Book review: Animal creativity
The Creative Lives of Animals. By Carol Gigliotti.
In 1960 Jane Goodall, a British primatologist, observed chimpanzees in Gombe National Park in Tanzania.
At that point, it was thought only humans had the capacity to create and use tools, but the chimpanzees were using slim blades of grass to fish termites from their mounds.
Louis Leakey, a palaeontologist and Ms Goodall’s mentor, mused: “Now we must redefine tool, redefine man, or accept chimpanzees as human.”
Since then the distinction between animals and humans has become increasingly nuanced.
In addition to toolmaking, chimpanzees—and many other animals besides—display emotion and self-awareness.
Studies show that elephants grieve, rats have empathy and pigs form strong friendships.
In “The Creative Life of Animals” Carol Gigliotti, a professor emerita at Emily Carr University of Art and Design in Vancouver, has compiled research that examines such behaviour through the lens of creativity.
This requires a more inclusive, and generous, definition of creativity, for it is not a trait obviously exhibited by a prairie dog or caddis fly.
Creativity, Ms Gigliotti contends, is not the exclusive domain of Jane Austen or Leonardo da Vinci.
Nor is she referring to Pigcasso, the artistic pig rescued from an industrial pork facility outside Cape Town whose paintings have sold for thousands of dollars.
Instead, Ms Gigliotti suggests discarding humankind’s “master of the universe” perspective to consider creativity from the animal’s point of view.

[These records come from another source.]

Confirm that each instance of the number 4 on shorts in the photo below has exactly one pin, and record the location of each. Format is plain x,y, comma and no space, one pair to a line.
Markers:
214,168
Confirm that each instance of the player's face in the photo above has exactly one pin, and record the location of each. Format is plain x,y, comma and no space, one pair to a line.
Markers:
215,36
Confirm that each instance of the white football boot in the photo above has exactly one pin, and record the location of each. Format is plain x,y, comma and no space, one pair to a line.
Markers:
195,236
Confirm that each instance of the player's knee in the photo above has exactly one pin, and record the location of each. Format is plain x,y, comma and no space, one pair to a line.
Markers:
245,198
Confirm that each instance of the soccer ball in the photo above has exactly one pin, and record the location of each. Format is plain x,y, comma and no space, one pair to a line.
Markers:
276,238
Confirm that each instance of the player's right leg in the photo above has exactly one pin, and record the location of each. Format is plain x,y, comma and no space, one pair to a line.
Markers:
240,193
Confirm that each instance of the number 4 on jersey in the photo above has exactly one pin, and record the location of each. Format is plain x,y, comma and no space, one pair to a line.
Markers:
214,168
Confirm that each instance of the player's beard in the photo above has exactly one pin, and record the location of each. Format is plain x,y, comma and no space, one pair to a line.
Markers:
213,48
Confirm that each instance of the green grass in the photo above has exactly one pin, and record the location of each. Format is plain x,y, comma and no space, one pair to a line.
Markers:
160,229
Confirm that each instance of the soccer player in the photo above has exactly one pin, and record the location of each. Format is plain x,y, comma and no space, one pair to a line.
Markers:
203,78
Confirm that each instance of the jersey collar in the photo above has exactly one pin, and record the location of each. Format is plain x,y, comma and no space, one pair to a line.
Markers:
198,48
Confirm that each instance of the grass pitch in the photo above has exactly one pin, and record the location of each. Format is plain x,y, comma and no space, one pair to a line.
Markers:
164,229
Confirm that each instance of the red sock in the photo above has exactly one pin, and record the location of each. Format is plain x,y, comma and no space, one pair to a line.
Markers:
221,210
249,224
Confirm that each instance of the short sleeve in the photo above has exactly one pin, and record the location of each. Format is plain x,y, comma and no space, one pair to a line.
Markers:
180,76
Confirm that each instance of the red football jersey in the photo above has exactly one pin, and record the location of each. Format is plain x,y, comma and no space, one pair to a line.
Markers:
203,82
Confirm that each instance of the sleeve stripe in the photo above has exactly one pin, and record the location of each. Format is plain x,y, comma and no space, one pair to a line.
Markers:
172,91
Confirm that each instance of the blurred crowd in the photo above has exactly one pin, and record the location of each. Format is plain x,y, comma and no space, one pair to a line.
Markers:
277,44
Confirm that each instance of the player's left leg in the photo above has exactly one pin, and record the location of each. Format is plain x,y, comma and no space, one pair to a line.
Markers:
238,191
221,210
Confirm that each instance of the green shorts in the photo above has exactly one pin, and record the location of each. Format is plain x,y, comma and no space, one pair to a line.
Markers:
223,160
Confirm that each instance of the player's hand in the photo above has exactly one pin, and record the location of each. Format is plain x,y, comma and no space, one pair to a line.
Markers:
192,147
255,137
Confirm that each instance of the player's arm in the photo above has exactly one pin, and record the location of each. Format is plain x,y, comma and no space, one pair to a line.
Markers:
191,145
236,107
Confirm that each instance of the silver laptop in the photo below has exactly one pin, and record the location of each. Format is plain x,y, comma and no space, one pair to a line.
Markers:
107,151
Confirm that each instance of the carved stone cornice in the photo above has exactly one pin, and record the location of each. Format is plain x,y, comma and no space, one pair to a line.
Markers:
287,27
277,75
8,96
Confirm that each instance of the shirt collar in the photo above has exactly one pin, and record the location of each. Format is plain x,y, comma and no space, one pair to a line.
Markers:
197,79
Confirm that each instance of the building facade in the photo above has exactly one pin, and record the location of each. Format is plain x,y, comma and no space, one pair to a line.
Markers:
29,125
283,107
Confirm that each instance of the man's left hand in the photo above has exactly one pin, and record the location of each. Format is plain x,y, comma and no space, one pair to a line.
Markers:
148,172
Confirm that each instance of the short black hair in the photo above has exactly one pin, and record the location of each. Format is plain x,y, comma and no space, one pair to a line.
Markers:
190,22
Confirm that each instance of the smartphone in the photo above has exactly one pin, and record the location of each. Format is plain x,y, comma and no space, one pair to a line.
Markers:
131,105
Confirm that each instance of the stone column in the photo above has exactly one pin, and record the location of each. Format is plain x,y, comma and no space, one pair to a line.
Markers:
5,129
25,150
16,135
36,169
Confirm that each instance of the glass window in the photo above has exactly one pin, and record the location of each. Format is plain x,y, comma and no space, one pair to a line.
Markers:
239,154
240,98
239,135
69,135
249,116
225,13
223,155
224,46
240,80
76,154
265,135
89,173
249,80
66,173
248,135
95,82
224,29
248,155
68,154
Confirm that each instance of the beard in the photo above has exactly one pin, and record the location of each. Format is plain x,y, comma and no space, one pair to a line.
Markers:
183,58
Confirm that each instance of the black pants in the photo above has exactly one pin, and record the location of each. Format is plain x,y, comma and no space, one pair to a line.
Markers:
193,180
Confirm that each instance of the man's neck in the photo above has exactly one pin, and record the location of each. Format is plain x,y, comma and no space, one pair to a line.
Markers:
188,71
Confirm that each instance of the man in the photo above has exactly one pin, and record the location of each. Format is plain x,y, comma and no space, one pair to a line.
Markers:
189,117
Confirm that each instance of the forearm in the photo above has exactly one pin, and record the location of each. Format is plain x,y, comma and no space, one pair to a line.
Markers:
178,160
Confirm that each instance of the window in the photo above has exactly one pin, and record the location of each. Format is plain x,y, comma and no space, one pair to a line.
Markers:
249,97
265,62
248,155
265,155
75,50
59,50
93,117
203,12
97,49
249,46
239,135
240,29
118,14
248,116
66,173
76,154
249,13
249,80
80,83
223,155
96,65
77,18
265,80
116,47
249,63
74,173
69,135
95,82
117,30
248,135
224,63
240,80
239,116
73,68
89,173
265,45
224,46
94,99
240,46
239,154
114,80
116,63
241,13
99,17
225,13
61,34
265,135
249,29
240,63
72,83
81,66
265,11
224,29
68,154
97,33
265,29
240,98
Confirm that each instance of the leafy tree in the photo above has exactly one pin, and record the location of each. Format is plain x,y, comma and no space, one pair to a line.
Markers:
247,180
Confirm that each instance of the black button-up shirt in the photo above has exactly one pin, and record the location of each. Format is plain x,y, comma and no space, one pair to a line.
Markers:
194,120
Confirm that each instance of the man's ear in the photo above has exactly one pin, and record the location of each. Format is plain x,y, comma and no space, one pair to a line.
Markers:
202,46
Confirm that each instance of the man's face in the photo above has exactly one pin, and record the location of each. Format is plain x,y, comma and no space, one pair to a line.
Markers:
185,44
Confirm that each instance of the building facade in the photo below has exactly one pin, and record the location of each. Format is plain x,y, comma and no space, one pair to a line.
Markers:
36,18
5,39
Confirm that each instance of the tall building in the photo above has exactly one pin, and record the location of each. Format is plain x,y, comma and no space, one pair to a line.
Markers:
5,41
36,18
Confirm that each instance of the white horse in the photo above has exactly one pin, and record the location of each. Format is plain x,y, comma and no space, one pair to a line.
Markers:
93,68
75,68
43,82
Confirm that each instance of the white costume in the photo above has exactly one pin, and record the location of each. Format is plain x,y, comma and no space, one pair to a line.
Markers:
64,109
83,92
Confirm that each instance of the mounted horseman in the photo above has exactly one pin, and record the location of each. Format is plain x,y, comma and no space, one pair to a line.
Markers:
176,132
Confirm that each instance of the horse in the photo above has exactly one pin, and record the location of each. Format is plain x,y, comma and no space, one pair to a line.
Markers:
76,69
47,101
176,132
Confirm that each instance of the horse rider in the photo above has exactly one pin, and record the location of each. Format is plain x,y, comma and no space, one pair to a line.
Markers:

“If animals in their own cultures can solve problems or create products of value to them, it seems accurate to consider these as creative,” she writes.
Beaver lodges and dams are a case in point: there is no single template for their construction.
Each river or lake has its unique features and beavers create a custom-made structure to adapt to the given habitat—so, in the author’s intriguing framework, dams deserve to be considered a creative enterprise.
In the less practical, more aesthetic realm, consider Julie’s earring.
Julie, a chimpanzee studied in the Chimfunshi Wildlife Orphanage Trust in Zambia, stuck a piece of long grass in her ear, adjusted and wore it.
The behaviour (a fashion trend, perhaps?) was soon sported by eight of the 12 members of the group.
Ms Gigliotti says it would be an error to assume that animal creativity has to match the human version, though some examples turn out to be inarguably appealing to the human eye.
Take the elaborate creation of a bowerbird.
Its bower—two parallel rows of slender branches that arc towards each other above a platform lined with bits of glass, shells, leaves, flowers and feathers—is a beautiful ruse by the male to attract a female for mating.
Though ostensibly a book about creativity, the author frequently veers off to discuss animal emotion (crayfish have feelings too; they can exhibit signs of anxiety) and intelligence (“the pigeon should be the poster child par excellence for intelligence”).
She argues that animal personality is not limited to primates, your faithful mutt or stand-offish cat.
There are hundreds of thousands of studies on animals’ character and they include ants, fish and mice.
Anthropomorphism—the ascribing of human feelings to animals—is not the scientific sin it once was.
Ms Goodall has said she was “quite unpleasantly” disparaged for doing just that.
Today, she has pointed out with a sense of vindication, you can get a PhD in animal personality.
The book makes its strongest case when advocating a revision of how to think about, and act towards, animals.
Ms Gigliotti points out that humans are only one of millions of species on Earth.
She suggests a retreat from anthropocentrism in favour of recognition that animals are individuals with complicated, powerful, creative lives of their own.